Passo a passo: aparar as garras sem drama
No corte em si, ajudam os seguintes passos:
- posicione o gato de um jeito em que ele se sinta seguro - no colo ou sobre uma superfície antiderrapante
- segure a pata dianteira e, com leve pressão no coxim do dedo, faça a garra sair
- corte apenas a ponta transparente da garra, nunca a parte rosada visível (é ali que passam nervos e vasos sanguíneos)
- prefira tirar menos e repetir algumas semanas depois, se necessário
- faça uma pausa após cada pata e mantenha o processo bem curto, especialmente com filhotes
Assim que surgir insegurança, é melhor parar e pedir que um veterinário ou um auxiliar veterinário mostre exatamente como o corte deve ser feito.
Quem se sentir desconfortável na primeira vez também pode realizar o procedimento inteiro na clínica veterinária e observar tudo com atenção.
Riscos de cortar as garras do jeito errado
Um corte mal feito pode ficar rapidamente desagradável ou doloroso. Se a parte rosada da garra for atingida, haverá sangramento e o gato poderá associar a experiência ao medo.
Possíveis consequências de um corte inadequado:
- forte reação de defesa do gato, com arranhões ou mordidas
- recusa de futuros toques nas patas
- inflamações, caso bactérias entrem na garra lesionada
- sobrecarga corporal, se a garra for encurtada demais e o animal passar a se apoiar de forma dolorida
O impacto psicológico também pode ser grande. Alguns animais passam a desconfiar de qualquer cuidado, desde a escovação até uma ida ao consultório veterinário.
Como os arranhadores e o ambiente evitam problemas
Muitos conflitos envolvendo garras poderiam ser amenizados se a casa fosse mais adequada ao comportamento felino.
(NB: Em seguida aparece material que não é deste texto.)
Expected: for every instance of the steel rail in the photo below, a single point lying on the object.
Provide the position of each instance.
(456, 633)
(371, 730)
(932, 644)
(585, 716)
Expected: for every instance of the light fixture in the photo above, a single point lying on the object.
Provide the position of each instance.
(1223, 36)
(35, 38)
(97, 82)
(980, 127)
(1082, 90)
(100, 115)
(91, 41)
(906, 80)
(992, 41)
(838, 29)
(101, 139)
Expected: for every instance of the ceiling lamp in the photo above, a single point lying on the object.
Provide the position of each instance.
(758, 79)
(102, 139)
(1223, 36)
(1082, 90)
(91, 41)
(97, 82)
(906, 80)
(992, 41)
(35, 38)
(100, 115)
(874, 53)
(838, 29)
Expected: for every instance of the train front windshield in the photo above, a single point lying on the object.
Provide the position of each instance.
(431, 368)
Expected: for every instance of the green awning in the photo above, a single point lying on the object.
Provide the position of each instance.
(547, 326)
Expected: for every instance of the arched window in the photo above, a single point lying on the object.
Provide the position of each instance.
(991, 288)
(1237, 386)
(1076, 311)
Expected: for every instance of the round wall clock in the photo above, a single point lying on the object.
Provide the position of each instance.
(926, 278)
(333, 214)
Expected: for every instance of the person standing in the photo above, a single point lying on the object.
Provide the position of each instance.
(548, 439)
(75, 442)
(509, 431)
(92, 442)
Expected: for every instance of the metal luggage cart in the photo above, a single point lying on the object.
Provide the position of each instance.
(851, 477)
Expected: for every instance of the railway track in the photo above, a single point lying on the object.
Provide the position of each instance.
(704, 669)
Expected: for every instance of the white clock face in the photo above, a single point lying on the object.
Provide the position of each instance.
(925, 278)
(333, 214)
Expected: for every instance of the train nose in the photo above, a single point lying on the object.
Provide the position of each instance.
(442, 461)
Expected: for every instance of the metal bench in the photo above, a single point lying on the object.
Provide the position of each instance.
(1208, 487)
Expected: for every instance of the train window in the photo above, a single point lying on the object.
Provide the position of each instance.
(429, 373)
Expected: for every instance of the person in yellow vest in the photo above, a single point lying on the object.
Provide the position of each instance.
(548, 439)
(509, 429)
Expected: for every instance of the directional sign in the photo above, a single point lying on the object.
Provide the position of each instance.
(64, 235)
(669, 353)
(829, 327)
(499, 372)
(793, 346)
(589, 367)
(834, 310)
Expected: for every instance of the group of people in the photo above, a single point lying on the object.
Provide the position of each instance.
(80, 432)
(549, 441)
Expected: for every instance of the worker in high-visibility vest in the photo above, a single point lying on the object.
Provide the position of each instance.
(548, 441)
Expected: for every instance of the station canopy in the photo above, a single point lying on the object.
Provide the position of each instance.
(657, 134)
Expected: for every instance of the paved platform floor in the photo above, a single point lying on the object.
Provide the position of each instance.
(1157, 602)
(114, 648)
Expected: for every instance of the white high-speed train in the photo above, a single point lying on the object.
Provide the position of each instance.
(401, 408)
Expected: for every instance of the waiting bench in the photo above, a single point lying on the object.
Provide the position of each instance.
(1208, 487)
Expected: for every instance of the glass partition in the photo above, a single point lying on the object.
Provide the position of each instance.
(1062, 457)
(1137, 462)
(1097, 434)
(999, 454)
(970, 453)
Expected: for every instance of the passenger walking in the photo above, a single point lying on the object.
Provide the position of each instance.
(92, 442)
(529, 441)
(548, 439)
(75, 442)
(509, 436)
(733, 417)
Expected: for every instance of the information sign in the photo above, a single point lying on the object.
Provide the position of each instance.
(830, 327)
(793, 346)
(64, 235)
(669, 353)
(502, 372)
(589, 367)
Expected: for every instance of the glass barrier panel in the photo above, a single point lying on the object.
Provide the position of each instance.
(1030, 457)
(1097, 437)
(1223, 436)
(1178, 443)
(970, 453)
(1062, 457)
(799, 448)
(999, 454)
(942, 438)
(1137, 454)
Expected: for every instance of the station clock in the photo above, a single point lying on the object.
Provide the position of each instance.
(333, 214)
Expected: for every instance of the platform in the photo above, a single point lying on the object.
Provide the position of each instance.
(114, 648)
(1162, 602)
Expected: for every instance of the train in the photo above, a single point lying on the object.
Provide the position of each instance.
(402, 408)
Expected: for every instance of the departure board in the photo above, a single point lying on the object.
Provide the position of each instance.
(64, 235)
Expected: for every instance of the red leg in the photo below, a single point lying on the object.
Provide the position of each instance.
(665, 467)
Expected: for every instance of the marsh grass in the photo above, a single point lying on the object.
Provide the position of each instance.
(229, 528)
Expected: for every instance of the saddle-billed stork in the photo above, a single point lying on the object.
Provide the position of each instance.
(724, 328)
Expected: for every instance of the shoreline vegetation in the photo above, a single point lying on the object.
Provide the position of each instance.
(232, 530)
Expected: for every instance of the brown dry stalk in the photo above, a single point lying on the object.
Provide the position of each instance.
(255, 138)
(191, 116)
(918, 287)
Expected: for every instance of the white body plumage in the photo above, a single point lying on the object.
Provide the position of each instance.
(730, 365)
O gato não arranha por maldade, e sim por uma necessidade concreta.
Ajudam, por exemplo:
- vários arranhadores firmes em cômodos diferentes
- placas de arranhar perto dos locais de sono preferidos
- superfícies verticais e horizontais, conforme a preferência do gato
- itens que tornem o arranhador mais interessante, como erva-do-gato ou petiscos
Quem quer proteger os móveis pode cobrir os pontos mais visados com tapetes próprios para arranhar. Assim, o gato aprende onde é esperado gastar energia.
O que veterinários dizem sobre garras e saúde
Profissionais da veterinária costumam encontrar problemas de garras em gatos muito acima do peso ou que se movimentam pouco. Esses animais deitam bastante, arranham pouco e as garras continuam crescendo sem o desgaste natural.
Algumas doenças, como a artrose, também reduzem a atividade. Nesses casos, as garras ficam longas demais e podem acabar entrando nos coxins. A partir daí, a veterinária ou o veterinário avalia se um corte regular e profissional é necessário.
O comprimento das garras é um fator de saúde - especialmente em gatos mais velhos, obesos ou doentes, as patas devem ser verificadas com regularidade.
Muitas clínicas também mostram aos tutores como identificar garras compridas demais e como agir em casa se surgir uma emergência.
Como reduzir o estresse ao cortar as garras
Quando o corte precisa acontecer com frequência, a situação deve ser a mais agradável possível. Ajuda criar rituais: sempre o mesmo lugar, a mesma base e a mesma voz calma.
Alguns gatos respondem melhor depois de uma brincadeira intensa ou de uma refeição. Outros precisam de uma segunda pessoa para segurar com delicadeza, sem imobilizar. Força e contenção brusca só pioram tudo.
Para animais especialmente inseguros, sprays com feromônios calmantes ou sessões curtas de treino com reforço positivo podem ser úteis. O mais importante continua sendo: sem imposição a qualquer custo. Poucas garras por sessão bastam se o animal começar a ficar incomodado.
Garras, sofá e segurança: o olhar para o todo
No fim das contas, não se trata apenas de alguns milímetros de queratina, mas da convivência entre humanos e animais. Quem entende seu gato percebe que as garras são, ao mesmo tempo, parte do cuidado, ferramenta e meio de comunicação.
Se for cortar as garras, isso deve acontecer por uma necessidade clara e bem justificada - nunca por comodidade ou preferência visual. Como regra geral, quanto mais natural for a rotina de criação, menos a tesoura de garras precisará ser usada.